1. Alive, Miss Emily had been a tradition, a duty, and a care; a sort of hereditary obligation upon the town . . .
This quotation appears near the beginning of the story, in section I, when the narrator describes Emily’s funeral and history in the town. The complex figure of Emily Grierson casts a long shadow in the town of Jefferson. The members of the community assume a proprietary relationship to her, extolling the image of a grand lady whose family history and reputation warranted great respect. At the same time, the townspeople criticize her unconventional life and relationship with Homer Barron. Emily is an object of fascination. Many people feel compelled to protect her, whereas others feel free to monitor her every move, hovering at the edges of her life. Emily is the last representative of a once great Jefferson family, and the townspeople feel that they have inherited this daughter of a faded empire of wealth and prestige, for better or worse.

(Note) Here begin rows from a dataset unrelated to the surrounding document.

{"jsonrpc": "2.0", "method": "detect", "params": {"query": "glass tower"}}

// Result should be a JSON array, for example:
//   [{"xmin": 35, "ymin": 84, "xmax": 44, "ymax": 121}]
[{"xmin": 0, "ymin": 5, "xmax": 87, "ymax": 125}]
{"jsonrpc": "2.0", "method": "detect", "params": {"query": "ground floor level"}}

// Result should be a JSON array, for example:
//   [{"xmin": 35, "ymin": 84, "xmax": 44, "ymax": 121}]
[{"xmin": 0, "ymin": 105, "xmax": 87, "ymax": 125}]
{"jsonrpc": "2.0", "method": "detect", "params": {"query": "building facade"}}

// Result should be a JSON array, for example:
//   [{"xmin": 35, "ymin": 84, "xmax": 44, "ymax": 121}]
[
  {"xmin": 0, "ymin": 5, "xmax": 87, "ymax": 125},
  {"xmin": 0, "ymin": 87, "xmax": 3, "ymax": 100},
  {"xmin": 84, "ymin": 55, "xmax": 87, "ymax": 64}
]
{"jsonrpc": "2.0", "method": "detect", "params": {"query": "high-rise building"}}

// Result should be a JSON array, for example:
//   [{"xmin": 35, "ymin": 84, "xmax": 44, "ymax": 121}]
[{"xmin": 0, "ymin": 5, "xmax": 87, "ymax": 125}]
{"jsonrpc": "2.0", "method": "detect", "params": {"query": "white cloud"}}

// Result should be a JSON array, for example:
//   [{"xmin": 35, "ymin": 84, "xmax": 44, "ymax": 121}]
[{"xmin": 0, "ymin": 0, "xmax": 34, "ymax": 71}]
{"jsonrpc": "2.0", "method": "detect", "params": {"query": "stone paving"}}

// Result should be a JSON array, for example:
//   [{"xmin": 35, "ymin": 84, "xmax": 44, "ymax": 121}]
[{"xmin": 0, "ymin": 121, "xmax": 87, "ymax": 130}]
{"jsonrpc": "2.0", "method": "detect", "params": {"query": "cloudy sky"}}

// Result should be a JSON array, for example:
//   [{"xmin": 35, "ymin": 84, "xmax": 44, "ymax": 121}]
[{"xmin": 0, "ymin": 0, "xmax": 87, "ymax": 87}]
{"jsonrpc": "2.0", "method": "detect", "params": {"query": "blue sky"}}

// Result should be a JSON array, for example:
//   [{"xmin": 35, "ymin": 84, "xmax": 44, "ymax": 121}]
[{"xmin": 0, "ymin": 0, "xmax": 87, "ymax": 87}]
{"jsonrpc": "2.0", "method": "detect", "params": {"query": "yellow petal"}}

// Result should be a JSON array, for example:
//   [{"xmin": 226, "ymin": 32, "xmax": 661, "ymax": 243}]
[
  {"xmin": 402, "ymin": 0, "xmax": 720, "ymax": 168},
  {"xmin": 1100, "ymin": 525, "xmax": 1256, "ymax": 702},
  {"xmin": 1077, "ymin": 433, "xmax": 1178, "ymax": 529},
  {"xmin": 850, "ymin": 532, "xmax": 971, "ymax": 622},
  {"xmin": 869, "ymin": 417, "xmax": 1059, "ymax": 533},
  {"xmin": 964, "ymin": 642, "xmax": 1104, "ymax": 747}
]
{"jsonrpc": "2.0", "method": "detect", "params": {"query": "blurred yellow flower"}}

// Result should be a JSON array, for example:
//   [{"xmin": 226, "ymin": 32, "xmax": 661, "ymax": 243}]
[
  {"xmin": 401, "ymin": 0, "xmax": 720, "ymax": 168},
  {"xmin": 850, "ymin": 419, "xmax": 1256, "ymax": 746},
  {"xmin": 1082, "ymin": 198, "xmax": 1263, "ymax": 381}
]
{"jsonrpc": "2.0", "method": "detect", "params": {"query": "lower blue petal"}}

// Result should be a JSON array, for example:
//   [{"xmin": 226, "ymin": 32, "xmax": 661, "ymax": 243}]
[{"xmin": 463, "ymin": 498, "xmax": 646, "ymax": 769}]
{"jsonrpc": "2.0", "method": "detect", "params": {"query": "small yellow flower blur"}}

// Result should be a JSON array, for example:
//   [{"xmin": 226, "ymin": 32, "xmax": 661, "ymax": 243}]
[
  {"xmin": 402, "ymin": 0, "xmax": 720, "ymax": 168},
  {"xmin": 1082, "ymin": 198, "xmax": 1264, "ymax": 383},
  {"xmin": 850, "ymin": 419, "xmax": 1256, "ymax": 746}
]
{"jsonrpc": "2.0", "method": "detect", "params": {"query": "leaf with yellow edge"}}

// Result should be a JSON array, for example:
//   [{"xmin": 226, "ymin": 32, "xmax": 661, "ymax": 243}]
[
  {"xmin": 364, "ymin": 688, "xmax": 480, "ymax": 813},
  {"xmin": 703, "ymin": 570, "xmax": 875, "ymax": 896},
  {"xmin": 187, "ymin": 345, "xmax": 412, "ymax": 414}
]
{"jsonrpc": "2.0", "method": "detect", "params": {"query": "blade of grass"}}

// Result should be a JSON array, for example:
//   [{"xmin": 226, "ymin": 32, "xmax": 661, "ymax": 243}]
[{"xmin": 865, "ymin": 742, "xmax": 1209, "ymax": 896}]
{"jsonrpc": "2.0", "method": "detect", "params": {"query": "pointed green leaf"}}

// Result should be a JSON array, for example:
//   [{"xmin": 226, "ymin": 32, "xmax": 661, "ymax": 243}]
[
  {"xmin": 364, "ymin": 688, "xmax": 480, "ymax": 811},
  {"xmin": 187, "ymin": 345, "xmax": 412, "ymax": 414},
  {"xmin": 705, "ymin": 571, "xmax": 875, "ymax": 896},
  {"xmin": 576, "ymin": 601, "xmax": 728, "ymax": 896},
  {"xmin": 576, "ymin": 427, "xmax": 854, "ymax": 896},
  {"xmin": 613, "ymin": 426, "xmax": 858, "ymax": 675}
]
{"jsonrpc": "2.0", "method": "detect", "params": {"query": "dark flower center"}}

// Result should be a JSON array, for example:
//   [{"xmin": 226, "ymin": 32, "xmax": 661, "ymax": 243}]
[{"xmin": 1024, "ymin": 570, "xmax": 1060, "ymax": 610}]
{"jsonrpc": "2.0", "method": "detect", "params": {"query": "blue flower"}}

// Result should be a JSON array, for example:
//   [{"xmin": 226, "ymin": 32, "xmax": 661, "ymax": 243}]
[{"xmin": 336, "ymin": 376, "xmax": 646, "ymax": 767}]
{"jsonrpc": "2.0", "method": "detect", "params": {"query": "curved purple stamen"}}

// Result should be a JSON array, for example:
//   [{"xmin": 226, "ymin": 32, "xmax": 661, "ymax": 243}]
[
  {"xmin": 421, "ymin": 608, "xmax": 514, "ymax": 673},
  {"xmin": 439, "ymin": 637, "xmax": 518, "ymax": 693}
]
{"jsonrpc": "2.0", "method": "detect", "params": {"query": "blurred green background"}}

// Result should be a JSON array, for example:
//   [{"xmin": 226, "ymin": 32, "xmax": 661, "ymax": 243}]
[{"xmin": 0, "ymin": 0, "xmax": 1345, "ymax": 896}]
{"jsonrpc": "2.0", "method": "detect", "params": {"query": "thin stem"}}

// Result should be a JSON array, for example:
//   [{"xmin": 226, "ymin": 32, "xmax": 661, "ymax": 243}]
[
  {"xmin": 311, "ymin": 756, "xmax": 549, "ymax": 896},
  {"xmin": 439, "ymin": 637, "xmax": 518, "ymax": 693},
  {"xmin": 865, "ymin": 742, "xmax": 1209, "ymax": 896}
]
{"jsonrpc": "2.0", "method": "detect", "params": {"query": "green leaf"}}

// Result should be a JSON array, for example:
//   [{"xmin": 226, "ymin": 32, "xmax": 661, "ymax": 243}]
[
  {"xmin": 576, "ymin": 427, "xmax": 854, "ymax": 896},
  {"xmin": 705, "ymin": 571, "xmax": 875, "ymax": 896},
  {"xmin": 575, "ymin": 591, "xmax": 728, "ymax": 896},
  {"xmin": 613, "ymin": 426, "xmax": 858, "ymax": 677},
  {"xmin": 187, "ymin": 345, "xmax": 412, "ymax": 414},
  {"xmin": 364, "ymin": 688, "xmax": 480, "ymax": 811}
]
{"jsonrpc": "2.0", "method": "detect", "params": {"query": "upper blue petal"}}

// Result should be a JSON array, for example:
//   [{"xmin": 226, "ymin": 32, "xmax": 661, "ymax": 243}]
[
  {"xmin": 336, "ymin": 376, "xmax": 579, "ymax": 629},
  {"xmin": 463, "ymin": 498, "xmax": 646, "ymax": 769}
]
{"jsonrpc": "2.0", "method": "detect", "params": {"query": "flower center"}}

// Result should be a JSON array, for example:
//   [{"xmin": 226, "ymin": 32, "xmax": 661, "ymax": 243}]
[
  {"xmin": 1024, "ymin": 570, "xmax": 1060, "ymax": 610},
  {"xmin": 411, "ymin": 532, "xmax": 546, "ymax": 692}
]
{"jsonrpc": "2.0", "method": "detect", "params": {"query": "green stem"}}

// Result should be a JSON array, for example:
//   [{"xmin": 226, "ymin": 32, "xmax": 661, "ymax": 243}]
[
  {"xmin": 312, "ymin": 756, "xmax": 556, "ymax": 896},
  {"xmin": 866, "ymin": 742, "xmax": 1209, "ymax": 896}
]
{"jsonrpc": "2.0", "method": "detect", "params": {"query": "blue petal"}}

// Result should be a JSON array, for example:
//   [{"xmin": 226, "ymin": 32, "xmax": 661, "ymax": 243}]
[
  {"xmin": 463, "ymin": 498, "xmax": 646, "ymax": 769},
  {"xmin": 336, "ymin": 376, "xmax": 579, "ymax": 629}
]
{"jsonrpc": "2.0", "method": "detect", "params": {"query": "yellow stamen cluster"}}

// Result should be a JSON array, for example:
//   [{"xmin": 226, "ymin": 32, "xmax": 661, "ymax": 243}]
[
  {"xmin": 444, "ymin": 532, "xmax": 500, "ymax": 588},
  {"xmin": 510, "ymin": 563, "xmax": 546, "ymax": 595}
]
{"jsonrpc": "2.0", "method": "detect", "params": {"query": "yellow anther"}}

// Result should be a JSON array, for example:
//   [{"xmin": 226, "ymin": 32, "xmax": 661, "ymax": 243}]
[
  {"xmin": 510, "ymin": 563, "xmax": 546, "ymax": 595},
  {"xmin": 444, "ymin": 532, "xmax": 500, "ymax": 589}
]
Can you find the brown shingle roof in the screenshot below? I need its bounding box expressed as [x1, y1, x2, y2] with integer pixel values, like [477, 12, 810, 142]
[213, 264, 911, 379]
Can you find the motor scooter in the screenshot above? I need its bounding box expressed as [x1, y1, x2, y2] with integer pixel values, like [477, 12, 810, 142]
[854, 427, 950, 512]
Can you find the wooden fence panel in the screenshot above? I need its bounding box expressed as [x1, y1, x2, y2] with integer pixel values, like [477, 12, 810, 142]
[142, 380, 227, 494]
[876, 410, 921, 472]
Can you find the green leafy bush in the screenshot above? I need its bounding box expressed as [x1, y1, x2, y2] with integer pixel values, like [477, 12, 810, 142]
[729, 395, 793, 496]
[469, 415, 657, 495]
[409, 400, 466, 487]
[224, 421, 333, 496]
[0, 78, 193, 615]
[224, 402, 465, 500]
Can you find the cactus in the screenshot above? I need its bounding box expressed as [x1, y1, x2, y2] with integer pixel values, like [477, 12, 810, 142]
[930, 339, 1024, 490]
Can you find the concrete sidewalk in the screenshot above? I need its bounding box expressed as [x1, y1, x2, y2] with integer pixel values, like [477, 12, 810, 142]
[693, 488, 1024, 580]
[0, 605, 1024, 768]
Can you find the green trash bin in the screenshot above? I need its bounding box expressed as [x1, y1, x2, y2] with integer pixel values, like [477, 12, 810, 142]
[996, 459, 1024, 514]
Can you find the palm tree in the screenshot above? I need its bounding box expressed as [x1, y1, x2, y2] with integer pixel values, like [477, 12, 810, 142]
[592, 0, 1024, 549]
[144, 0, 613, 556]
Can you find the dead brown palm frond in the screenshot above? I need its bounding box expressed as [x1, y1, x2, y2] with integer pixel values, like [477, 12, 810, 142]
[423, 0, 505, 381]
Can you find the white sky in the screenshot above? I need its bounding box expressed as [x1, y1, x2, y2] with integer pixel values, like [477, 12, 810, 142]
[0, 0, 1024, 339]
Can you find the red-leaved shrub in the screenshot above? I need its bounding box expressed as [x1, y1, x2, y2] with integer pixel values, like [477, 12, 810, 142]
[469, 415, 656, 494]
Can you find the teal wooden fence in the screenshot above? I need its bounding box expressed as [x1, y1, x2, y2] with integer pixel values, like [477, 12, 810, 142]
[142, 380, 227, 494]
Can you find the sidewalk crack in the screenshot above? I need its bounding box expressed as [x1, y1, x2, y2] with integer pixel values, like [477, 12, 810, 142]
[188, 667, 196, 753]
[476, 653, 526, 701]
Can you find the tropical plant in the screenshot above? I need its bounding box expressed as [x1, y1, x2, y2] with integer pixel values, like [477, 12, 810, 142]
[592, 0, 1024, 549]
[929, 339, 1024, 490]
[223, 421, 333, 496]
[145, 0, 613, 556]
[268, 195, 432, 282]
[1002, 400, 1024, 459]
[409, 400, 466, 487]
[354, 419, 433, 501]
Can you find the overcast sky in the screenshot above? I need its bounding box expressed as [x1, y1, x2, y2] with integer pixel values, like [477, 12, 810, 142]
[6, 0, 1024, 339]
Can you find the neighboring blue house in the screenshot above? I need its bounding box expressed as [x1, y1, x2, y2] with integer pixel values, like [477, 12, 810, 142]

The order of Faulkner’s words in this quotation is significant. Although Emily once represented a great southern tradition centering on the landed gentry with their vast holdings and considerable resources, Emily’s legacy has devolved, making her more a duty and an obligation than a romanticized vestige of a dying order. The town leaders conveniently overlook the fact that in her straightened circumstances and solitary life, Emily can no longer meet her tax obligations with the town. Emily emerges as not only a financial burden to the town but a figure of outrage because she unsettles the community’s strict social codes.
2. Then we noticed that in the second pillow was the indentation of a head. One of us lifted something from it, and leaning forward, that faint and invisible dust dry and acrid in the nostrils, we saw a long strand of iron-gray hair.
These lines end the story. Emily’s secret, finally revealed, solidifies her reputation in the town as an eccentric. Her precarious mental state has led her to perform a grotesque act that surpasses the townspeople’s wildest imaginings. Emily, although she deliberately sets up a solitary existence for herself, is unable to give up the men who have shaped her life, even after they have died. She hides her dead father for three days, then permanently hides Homer’s body in the upstairs bedroom. In entombing her lover, Emily keeps her fantasy of marital bliss permanently intact.
Emily’s excessive need for privacy is challenged by the townspeople’s extreme curiosity about the facts surrounding her life. Unsatisfied with glimpses caught through doorways and windows, the townspeople essentially break into the Grierson home after Emily’s death. Convincing themselves that they are behaving respectfully by waiting until a normal period of mourning has expired, they satisfy their lurid curiosity by unsealing the second-floor bedroom. There is no real moral justification for their act, and in light of their blatant violation of Emily’s home and privacy, Emily’s eccentric, grotesque behavior takes on a layer of almost sympathetic pathos. She has done a horrible, nightmarish thing, yet the confirmation of the townspeople’s worst beliefs seems sad, rather than satisfying or a cause for celebration.